Not a notoriously imaginative bunch to begin with, the vanilla-identified sex havers of the world are buying the suggested sex toys and other accessories in droves, reinforcing the time-honored truth that making people feel ashamed of themselves is a great way to sell basically anything.

The problem, of course, is that buying a riding crop for a night doesn’t make you enjoy getting spanked. Sexual preference can’t be faked (at least not well or to everyone’s mutual pleasure), and the couple playing around with a set of fuzzy handcuffs might get some thrill out of feeling “bad” for an evening, but those cuffs will quickly end up in the junk drawer with the all the crumpled receipts and paint stirrers (incidentally a fantastic DIY stand-in for spanking paddles) if it’s just not their thing.

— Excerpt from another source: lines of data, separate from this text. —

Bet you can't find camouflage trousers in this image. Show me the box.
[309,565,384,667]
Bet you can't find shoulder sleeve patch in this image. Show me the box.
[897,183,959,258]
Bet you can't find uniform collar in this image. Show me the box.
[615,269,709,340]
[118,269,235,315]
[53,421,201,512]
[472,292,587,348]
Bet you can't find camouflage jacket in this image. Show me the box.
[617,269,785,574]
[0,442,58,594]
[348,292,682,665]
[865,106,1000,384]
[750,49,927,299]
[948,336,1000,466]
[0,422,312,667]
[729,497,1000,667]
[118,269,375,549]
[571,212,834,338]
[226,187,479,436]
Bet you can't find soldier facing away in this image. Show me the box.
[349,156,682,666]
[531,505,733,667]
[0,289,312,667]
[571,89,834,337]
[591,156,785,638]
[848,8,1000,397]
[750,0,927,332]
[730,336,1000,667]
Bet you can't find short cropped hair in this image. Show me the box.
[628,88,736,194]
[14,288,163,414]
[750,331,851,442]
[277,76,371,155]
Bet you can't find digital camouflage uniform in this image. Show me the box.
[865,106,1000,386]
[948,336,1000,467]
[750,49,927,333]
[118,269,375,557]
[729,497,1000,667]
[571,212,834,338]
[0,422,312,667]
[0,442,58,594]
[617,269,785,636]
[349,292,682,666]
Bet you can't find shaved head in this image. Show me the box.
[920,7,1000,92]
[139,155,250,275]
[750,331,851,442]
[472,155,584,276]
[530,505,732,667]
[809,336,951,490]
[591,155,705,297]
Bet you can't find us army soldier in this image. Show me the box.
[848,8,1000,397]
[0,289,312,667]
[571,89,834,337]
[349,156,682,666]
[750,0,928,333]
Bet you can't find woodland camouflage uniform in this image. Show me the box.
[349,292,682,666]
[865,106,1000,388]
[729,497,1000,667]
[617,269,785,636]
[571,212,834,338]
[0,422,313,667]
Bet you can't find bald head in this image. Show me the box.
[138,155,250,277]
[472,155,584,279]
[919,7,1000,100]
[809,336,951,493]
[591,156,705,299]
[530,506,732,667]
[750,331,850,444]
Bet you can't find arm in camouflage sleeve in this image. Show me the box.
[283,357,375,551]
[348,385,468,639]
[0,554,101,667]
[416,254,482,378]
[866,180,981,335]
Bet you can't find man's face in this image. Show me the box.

The absolutism of the fight against vanilla sex (it’s never just like “have fun with it!”) suggests a total lack of awareness re: the actualities of the kink community. As even a light bondage enthusiast could tell you, 50 Shades of Grey is not an accurate representation of BDSM, let alone a reliable representation of the entire realm of kinks out there. To say someone is either kinky or vanilla is to ignore the incredibly varied world of fetishes and preferences nestled under the umbrella term “kinky.” It’s a logical extension then, that the same is true of vanilla. Not everyone who is into power play is into water sports; not everyone who likes it missionary likes it with the lights off.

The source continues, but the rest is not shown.